It’s in all the TV shows, it’s in all the novels: when the phone rings in the middle of the night, we know it’s not good news. A death in the family, a car crash, a fire which burnt someone’s house down to the ground.
Maybe in today’s 24/7 lifestyle, the fear of the past-midnight call has been diluted. Much so that it’s not as taboo to be calling your friends late in the night to talk about a date that went bad or to invite him out for a drinking session at the kedai mamak. In fact at 2am you might not even be asleep yet, and a ringing phone does not instil in you the heart-thumping fear and does not make your mind conjure up 20 different scenarios of tragedy in that three minutes it takes you to pick up the receiver and say a breathless and worried “hello”.
But it is the post-midnight call of bad news that compels families, and friends, to immediately come together in a way that nothing else will. Drop everything else, sleep be set aside, forget an early morning meeting that you have to be up for – when the call comes, you are there.
My mother died in the afternoon all those years ago, so the round of phone calls was performed in the light of day – not as urgent, with people coming staggered throughout the rest of the day at their convenience.
But I remember staying at my aunt’s house when once the phone rang past the witching hour. I picked it up and another uncle, sombre in voice, asked to speak to my aunt. There was muted conversation, an exclamation of surprise, a slow click as the receiver was put back in place.
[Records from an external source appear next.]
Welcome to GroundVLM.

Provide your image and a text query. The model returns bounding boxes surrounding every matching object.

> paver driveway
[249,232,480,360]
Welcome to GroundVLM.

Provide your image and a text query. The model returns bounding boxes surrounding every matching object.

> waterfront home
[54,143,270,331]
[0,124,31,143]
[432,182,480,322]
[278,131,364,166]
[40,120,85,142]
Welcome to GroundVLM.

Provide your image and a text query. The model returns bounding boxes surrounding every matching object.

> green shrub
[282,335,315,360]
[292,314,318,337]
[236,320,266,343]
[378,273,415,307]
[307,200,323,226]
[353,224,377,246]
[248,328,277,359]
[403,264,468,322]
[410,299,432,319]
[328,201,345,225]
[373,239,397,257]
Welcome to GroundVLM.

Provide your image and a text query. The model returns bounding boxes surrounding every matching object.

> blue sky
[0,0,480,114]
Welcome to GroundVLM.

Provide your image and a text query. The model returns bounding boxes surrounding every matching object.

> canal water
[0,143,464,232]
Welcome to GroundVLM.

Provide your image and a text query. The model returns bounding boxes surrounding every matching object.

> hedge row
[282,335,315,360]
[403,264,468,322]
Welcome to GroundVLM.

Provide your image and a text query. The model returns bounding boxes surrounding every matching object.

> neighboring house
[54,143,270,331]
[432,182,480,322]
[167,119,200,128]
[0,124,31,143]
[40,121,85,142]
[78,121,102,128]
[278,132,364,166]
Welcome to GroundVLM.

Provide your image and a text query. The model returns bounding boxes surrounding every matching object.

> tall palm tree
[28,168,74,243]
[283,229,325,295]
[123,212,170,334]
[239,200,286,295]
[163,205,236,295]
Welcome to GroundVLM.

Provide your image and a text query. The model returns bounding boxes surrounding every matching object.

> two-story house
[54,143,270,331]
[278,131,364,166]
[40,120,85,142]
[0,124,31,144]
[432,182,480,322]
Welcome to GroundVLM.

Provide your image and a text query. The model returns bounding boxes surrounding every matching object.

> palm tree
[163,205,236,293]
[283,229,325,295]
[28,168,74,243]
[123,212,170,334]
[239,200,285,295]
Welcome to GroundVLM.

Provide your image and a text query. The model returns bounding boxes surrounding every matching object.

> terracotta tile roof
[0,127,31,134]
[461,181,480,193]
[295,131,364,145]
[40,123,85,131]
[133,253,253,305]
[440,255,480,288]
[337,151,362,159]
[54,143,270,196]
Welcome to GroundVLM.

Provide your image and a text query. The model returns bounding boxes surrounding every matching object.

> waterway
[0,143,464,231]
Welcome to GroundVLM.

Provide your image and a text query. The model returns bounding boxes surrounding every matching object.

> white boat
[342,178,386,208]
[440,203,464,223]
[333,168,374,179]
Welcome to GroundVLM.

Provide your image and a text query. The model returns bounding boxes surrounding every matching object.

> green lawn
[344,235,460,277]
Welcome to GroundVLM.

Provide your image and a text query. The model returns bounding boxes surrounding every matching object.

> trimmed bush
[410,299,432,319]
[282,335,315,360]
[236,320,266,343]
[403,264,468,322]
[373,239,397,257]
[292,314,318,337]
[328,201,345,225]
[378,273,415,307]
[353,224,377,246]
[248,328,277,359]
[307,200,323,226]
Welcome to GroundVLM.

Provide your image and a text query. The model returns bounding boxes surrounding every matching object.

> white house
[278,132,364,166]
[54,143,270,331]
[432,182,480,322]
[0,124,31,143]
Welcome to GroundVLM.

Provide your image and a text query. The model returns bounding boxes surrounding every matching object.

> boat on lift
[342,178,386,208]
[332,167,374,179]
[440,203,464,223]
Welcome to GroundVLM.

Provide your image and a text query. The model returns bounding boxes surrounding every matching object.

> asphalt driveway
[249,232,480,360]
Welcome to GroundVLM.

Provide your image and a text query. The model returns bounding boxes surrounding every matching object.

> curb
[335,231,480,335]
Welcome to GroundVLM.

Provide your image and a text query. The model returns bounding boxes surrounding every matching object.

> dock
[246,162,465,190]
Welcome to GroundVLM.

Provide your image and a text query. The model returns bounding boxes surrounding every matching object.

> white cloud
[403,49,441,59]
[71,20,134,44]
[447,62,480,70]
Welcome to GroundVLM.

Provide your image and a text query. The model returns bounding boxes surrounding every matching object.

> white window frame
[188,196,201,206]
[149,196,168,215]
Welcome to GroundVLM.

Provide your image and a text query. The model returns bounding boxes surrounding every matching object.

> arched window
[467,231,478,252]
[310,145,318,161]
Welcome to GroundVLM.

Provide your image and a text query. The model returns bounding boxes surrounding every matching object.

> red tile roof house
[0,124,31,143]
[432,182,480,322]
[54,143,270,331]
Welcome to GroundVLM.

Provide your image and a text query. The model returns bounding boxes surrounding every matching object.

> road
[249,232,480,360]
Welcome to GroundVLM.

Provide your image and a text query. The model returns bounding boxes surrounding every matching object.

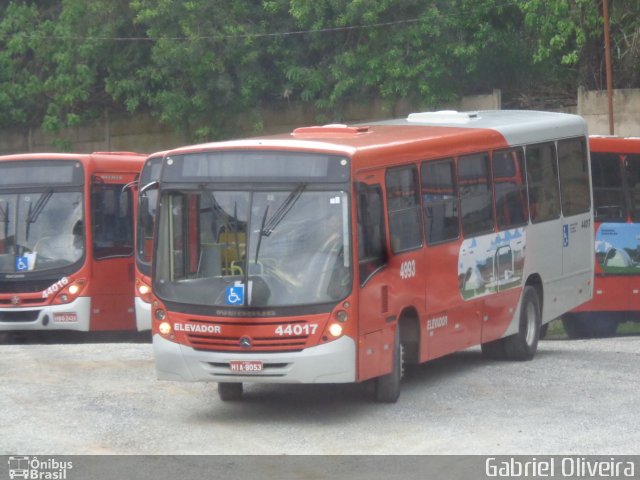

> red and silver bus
[152,111,594,402]
[135,152,163,331]
[0,152,146,331]
[562,136,640,338]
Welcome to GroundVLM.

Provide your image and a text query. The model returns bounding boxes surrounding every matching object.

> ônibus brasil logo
[9,455,73,480]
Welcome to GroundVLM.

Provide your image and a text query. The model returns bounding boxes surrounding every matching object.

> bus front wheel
[504,285,542,360]
[218,383,242,402]
[376,326,404,403]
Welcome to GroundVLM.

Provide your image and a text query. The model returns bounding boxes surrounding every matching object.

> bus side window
[591,152,629,222]
[625,155,640,222]
[386,166,422,253]
[491,148,529,230]
[421,159,460,245]
[526,143,560,223]
[356,183,387,286]
[91,184,133,259]
[458,153,494,237]
[558,138,591,217]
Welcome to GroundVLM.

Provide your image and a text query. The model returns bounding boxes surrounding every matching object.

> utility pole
[602,0,614,135]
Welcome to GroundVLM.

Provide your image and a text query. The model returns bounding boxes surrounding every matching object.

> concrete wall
[578,88,640,137]
[0,89,640,154]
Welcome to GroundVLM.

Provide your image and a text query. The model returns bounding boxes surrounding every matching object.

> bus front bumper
[0,297,91,332]
[153,334,356,383]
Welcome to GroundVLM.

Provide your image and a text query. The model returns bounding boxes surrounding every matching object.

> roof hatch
[407,110,480,124]
[292,123,369,136]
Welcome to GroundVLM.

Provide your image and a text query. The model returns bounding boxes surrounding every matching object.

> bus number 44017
[275,323,318,337]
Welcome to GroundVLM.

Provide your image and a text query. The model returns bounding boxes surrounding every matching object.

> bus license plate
[229,360,262,373]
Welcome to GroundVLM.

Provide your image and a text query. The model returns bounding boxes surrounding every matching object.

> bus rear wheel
[376,326,404,403]
[504,285,542,361]
[218,383,242,402]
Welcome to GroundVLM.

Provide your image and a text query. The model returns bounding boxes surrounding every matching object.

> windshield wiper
[25,188,53,240]
[260,183,307,237]
[254,183,307,264]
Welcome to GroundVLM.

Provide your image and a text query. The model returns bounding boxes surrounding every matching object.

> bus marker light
[158,322,171,335]
[329,323,342,337]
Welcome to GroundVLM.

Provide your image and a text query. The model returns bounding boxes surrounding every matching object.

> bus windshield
[155,188,352,307]
[0,188,85,274]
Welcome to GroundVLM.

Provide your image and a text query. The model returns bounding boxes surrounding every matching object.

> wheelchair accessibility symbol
[225,285,244,305]
[16,257,29,272]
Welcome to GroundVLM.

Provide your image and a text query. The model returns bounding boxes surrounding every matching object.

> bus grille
[0,297,47,307]
[187,334,308,353]
[0,310,40,322]
[0,280,57,293]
My younger cousin had died.
And the family came together at once, bundling all the sleepy children, protesting or not, into cars for the drive to my uncle’s house. Some still in pyjamas, some hastily dressed in ill-matching clothes – it was no time to preen and look pretty, as people tend to do during day visits.
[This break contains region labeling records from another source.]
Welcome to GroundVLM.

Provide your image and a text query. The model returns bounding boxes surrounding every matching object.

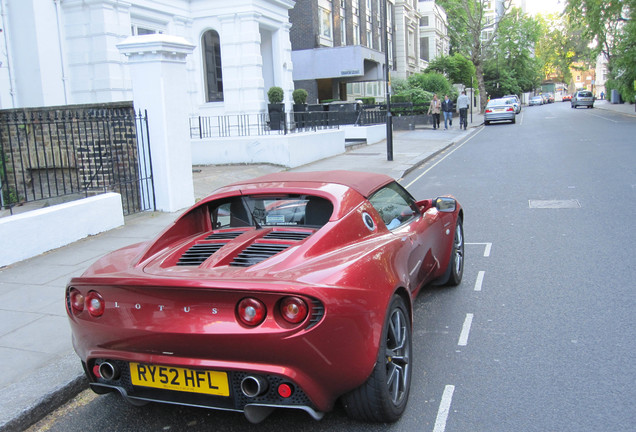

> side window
[369,182,418,230]
[210,202,230,229]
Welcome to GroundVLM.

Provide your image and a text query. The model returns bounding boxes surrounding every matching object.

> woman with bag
[428,94,442,129]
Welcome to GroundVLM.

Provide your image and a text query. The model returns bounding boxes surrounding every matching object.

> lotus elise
[65,171,464,423]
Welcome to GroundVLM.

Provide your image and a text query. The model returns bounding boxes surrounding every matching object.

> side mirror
[433,197,457,213]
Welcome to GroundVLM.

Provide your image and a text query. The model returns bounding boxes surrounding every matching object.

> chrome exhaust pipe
[241,375,269,397]
[99,362,119,381]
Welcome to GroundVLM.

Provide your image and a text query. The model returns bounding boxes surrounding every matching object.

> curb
[398,123,483,182]
[0,352,88,432]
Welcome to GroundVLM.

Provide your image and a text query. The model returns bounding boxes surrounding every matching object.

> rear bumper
[484,112,515,121]
[86,359,323,420]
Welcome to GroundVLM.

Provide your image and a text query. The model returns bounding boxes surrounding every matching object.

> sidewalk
[594,99,636,117]
[0,101,633,431]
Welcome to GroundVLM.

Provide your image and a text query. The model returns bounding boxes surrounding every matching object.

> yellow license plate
[130,363,230,396]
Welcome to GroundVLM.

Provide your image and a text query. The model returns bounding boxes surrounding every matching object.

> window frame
[201,29,224,103]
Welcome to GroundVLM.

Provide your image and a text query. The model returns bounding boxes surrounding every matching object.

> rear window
[210,195,333,229]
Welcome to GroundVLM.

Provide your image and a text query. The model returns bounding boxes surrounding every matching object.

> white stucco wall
[0,193,124,267]
[192,129,345,168]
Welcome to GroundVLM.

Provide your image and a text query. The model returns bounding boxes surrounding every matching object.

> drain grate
[528,200,581,209]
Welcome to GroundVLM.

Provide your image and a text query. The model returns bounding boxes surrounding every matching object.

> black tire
[342,294,412,423]
[446,219,464,286]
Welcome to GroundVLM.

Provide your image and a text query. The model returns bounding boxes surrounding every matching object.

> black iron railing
[0,105,155,218]
[190,109,386,139]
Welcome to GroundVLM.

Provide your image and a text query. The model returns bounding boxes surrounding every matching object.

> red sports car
[66,171,464,422]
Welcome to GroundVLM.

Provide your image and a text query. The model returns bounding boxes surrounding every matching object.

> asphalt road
[32,103,636,432]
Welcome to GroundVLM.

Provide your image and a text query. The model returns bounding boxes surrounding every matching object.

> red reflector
[278,383,294,398]
[236,297,267,326]
[280,297,307,324]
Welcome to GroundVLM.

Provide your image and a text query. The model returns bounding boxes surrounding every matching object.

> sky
[526,0,566,15]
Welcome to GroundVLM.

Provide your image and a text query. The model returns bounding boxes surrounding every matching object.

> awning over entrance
[292,45,384,81]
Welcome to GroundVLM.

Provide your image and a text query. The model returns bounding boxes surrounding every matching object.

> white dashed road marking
[457,314,473,346]
[433,385,455,432]
[466,243,492,257]
[475,270,486,291]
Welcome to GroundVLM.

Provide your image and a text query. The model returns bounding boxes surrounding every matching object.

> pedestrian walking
[428,94,442,129]
[442,95,454,129]
[457,90,468,130]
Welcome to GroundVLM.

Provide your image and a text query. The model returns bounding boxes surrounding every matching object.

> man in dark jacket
[442,95,454,129]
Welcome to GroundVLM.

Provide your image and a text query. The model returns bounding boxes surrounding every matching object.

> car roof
[228,170,395,197]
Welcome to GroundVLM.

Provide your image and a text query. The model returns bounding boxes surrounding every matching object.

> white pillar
[117,34,194,212]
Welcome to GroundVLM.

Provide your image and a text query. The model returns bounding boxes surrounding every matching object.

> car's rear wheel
[446,219,464,286]
[342,295,412,422]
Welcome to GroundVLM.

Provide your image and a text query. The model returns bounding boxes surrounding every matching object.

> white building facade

This was the very soul of ziarah, visiting the ill or paying respects to the dead. It is not for the dead that we come, but for the living. It is not for what we can bring them – the nicely packaged basket of fruits or box of chocolates locked away in closed stores – it is us, and we are there. The family grouped from all over, some a mere hour’s drive away, some taking more than four hours to get there. But they came, wasting no more than an hour from receiving the call to setting out.
Funny how death should be the reunion-maker. Have you ever tried getting your family to a get-together for a celebration? Hours of phone calls to pick a good day, adjust schedules, set a time convenient for all. And try it with friends, that’s even harder. Choosing a good place to meet, juggling dates and times, getting the usual last-minute cancellations because of other pressing matters.
But death just comes without warning. No appointments, no asking if everyone’s free on that date, no RSVPs and no reminder calls not to be late. And not even considerate enough to do it before midnight.